Portrait de riegelj
Affiliation : 
Université Grenoble Alpes
Statut : 
Post-Doctorante
Non permanent.e
Domaines de recherche : 
Socio-anthropologie
Équipe de recherche : 

Onglet(s)

Présentation

Dans une approche de socio-anthropologie ancrée dans des enquêtes empiriques et comparatives, je travaille actuellement sur les transitions (agro)écologiques "par le bas", leurs enjeux socio-environnementaux et leur portée politique.

 

Depuis 2019 je m'intéresse aux initiatives de réappropriation de la mort des animaux d'élevage par le biais d'outils d'abattage conçus et auto-gérés par des collectifs paysans sous des formes variables : abattoirs mobiles inédits en cours de conception, abattoirs fixes repris par des éleveur.ses du territoire. En postulant qu'il s'agit de communs émergents, j'étudie les processus coopératifs qui se déploient dans le faire ensemble, et la traduction concrète des aspirations éthiques et des valeurs non marchandes mises en récit dans ces initiatives.
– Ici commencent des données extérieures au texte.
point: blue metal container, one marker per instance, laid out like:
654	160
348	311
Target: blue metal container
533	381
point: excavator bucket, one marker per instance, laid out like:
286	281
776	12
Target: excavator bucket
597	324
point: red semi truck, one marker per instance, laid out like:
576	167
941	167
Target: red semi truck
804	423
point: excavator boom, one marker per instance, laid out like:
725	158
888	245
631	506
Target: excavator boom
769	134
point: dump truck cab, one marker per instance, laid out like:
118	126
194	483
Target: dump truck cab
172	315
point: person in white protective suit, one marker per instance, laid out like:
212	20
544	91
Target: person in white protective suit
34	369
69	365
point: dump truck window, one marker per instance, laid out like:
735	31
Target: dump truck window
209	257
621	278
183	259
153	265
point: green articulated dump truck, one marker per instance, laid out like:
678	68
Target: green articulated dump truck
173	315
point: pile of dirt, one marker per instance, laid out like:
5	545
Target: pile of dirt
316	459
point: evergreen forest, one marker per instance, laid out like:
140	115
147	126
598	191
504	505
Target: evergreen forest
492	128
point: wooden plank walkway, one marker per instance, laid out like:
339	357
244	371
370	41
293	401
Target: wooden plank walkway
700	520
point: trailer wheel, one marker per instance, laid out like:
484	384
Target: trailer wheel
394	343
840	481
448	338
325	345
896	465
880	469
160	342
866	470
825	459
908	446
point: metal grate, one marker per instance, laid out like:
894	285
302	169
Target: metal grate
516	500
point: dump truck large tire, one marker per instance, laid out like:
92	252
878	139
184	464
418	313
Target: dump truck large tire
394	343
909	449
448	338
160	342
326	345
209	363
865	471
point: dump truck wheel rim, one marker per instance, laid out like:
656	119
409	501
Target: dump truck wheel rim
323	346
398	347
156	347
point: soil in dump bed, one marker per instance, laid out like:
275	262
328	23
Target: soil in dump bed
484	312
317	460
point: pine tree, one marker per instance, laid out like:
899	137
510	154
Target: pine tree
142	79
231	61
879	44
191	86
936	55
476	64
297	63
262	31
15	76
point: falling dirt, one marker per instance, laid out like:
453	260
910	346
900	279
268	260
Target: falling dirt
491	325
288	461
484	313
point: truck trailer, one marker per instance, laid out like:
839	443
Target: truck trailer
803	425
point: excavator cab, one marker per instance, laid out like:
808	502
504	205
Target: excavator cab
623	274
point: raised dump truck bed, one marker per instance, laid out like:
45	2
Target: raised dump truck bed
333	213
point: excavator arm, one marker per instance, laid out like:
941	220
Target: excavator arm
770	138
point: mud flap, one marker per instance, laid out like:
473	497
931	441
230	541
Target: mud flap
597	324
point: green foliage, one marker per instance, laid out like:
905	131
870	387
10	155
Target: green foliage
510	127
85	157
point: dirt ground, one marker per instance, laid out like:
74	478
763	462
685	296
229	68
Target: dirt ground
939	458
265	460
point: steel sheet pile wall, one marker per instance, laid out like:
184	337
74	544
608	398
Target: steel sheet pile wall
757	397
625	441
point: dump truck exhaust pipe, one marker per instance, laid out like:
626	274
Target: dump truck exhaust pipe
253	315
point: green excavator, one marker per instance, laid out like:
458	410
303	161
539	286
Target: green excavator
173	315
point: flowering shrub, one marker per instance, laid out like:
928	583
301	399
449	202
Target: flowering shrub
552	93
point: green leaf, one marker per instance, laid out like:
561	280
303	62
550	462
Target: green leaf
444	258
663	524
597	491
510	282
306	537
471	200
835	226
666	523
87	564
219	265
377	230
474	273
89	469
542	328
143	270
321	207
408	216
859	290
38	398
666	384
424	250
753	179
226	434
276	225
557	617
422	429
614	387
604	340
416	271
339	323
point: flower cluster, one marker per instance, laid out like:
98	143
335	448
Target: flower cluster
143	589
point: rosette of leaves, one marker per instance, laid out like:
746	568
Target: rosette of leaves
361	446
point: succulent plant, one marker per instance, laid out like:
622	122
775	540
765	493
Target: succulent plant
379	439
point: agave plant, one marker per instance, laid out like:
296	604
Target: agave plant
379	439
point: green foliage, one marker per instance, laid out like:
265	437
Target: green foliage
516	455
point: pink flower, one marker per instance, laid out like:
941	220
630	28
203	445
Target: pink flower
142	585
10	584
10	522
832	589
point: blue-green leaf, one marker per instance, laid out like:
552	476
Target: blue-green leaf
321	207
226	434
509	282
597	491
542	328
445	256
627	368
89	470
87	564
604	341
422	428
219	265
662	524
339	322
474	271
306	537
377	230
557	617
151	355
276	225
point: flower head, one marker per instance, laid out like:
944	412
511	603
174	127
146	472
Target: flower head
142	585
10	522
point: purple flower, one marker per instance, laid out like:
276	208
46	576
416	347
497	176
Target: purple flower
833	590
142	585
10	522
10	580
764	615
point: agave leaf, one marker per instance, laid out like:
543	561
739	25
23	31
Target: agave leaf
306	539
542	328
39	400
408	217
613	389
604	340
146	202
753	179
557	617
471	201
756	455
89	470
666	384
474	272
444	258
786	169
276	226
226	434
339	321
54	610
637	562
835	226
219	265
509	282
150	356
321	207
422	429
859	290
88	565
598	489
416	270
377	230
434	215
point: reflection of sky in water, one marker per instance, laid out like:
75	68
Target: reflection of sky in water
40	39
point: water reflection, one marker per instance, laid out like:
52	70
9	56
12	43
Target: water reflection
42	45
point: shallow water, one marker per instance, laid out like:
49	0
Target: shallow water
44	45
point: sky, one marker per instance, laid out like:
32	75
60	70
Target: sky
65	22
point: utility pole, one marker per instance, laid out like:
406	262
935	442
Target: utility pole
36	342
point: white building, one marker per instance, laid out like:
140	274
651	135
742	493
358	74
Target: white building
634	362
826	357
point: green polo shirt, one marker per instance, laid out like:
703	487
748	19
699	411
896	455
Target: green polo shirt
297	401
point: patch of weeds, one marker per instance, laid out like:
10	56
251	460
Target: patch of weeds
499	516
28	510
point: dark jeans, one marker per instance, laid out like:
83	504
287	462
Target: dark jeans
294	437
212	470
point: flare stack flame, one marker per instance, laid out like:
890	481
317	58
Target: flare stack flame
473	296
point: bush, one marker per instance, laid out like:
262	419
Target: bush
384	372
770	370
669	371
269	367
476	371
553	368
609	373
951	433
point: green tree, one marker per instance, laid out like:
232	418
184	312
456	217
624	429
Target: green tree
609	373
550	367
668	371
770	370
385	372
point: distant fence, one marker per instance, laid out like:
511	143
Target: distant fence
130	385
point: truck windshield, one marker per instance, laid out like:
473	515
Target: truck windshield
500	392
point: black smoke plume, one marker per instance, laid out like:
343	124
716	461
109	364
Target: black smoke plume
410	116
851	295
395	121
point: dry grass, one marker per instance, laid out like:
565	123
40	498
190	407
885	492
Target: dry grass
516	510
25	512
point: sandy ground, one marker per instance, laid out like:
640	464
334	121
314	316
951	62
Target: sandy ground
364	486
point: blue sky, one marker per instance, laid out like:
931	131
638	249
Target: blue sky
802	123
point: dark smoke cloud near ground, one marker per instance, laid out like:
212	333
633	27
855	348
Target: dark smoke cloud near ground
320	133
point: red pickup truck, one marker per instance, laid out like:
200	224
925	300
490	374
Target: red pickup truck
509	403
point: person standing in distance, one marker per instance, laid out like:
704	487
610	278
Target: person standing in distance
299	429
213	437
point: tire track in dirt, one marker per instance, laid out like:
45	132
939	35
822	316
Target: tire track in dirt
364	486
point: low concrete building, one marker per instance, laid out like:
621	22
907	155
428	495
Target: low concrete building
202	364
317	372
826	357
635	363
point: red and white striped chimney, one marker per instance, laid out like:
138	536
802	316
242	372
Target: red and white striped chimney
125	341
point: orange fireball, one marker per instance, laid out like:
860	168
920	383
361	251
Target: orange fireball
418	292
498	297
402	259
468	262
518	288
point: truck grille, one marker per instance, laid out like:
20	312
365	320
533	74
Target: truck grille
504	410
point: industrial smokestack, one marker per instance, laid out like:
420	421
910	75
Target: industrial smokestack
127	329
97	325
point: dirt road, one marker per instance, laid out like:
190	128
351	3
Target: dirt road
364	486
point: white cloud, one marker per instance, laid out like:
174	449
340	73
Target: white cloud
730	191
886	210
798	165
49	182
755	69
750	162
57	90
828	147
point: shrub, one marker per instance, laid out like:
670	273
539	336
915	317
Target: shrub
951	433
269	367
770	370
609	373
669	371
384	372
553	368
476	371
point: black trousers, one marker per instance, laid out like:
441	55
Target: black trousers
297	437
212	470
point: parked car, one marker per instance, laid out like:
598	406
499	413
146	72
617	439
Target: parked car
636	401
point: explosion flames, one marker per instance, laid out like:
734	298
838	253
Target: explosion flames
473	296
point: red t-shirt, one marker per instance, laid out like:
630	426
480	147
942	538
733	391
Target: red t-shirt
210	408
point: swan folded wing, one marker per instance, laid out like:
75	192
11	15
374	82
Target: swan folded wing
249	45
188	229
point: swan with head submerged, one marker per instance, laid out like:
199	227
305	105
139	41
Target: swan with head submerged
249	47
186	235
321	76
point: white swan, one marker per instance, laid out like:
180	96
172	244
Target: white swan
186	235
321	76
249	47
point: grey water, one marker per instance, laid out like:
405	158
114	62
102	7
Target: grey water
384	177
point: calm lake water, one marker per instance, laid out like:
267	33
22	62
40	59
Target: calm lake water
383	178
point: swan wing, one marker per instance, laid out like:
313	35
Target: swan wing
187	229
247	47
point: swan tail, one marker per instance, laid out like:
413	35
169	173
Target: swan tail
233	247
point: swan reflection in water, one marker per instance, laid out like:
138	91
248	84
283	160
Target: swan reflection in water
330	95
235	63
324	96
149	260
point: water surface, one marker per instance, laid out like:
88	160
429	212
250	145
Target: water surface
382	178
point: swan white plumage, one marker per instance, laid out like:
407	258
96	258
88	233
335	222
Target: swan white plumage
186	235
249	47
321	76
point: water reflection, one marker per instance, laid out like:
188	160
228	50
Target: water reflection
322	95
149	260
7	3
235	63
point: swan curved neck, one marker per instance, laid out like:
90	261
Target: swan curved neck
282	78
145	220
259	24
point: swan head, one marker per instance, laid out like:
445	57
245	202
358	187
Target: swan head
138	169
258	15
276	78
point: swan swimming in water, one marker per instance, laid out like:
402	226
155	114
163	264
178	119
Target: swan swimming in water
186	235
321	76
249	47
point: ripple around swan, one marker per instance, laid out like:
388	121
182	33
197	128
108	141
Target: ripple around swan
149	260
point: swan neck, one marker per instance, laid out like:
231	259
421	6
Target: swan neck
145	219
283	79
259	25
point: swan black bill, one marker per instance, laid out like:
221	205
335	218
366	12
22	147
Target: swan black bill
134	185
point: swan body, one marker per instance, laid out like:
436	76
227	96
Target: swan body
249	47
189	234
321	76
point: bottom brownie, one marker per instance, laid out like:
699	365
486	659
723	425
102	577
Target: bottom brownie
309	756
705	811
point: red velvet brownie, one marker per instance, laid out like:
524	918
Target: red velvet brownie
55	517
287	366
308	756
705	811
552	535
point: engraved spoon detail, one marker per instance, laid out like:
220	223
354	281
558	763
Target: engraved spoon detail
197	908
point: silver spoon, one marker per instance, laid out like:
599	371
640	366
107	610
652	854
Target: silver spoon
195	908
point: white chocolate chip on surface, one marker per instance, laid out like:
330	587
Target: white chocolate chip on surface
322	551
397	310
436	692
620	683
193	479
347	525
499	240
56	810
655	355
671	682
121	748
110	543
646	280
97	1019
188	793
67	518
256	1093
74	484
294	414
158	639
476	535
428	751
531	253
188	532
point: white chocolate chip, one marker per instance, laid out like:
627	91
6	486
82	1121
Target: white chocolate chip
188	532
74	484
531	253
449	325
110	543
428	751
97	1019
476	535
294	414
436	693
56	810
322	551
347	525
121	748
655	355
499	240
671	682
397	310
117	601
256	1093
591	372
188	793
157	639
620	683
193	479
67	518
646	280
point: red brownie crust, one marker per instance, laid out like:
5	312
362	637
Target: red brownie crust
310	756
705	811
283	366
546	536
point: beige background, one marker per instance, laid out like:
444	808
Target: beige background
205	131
Je mobile également le concept de verrouillage socio-technique du système d'abattage industriel dominant, en analysant comment les abattoirs paysans s'y confrontent et renouvellent les normes qu'il véhicule.

Mon premier terrain (2019-2021) a porté sur la conception d'un abattoir mobile dans le Luberon, en partenariat de recherche-action avec la Confédération paysanne Région PACA.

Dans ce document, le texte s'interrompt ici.